Authenticating test taker identification surfaced as one of many challenges during this time of emergency remote instruction. Colleges and universities struggled with verifying that the person sitting on the other side of the camera was the student enrolled in the course without causing undue stress to the student. Test centers reviewed ID policies looking for ways to increase verification efforts in remote settings. We have always known we do not catch all impersonators or fake IDs at our testing centers, but we now found ourselves wondering if we are doing a decent job of identifying impersonators in remote settings.

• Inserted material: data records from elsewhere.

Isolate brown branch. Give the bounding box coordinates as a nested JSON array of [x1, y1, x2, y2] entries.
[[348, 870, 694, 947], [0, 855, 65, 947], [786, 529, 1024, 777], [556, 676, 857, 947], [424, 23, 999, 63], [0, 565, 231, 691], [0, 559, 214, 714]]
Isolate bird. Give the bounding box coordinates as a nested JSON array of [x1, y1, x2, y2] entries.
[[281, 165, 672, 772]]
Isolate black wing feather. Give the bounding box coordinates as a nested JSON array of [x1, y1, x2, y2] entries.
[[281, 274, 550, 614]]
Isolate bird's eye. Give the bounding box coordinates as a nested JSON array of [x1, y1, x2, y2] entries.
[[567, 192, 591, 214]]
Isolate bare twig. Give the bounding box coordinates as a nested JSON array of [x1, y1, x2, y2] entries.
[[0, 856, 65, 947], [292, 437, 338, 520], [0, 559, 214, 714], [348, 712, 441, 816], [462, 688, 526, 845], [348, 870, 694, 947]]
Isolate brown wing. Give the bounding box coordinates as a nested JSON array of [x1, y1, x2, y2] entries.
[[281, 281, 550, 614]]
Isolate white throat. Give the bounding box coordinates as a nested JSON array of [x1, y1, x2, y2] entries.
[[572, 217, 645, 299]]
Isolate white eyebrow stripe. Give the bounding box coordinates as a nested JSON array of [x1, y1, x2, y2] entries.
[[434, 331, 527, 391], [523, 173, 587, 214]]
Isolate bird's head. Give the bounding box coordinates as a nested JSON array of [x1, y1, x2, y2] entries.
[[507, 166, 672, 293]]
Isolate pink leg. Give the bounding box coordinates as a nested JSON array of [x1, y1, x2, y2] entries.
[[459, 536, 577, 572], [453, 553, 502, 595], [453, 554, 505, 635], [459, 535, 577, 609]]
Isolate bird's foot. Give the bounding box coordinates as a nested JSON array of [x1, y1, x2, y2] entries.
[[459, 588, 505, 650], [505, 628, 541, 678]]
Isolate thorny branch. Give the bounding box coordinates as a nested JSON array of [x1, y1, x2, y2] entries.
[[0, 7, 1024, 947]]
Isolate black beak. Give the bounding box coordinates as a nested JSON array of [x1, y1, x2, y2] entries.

Through a grant from the National College Testing Association, Jarret Dyer (College of DuPage) and I have begun investigating the frequency with which live proctors compared to remote proctors accurately detect fraudulent identifications. Using a set of identifications, we are asking proctors to view each ID and determine whether they believe the ID is valid or fake. For proctors participating in a live setting, they may handle the IDs as they would at their testing site. For proctors participating in a remote setting via webcam, they may ask the researcher to turn, tilt, move the ID closer or farther from the camera, or other requests to help determine authenticity. Each proctor is asked to work independently and draw their own conclusions.

This project focuses solely on the identification card itself. At a test site, proctors can use other metrics to help determine test-taker authenticity. Does the photo on the ID match the person presenting the ID? Do the demographics on the ID match the test registration? If the ID says a person is 5’9” and the person standing before you is 5’2” can the difference be explained? Does the signature on the ID match the signature on the sign-in log? Remote proctoring has its own set of checks and balances such as requiring a photo to be submitted by the test-taker prior to testing for matching purposes and keystroke analysis. We chose to start with one variable for this project, hoping our findings will lead to more projects in the future.

One of our goals is to find ways to improve academic integrity efforts for both vendor testing and classroom testing by establishing best practices for ID checking. Correctly identifying test takers is a critical first step. Gone are the days of poorly crafted fake IDs. Modern fakes are plentiful, cheap, and extremely convincing. Most of the sites offer buy-one-get-one-free just in case one gets confiscated. How detectable are these IDs? Can in-person proctors spot fake IDs more frequently than remote proctors? We eagerly await the outcome. If you are planning to attend the NCTA conference in August, please stop by the research room and participate. If you did, do you think you would be able to detect the fakes?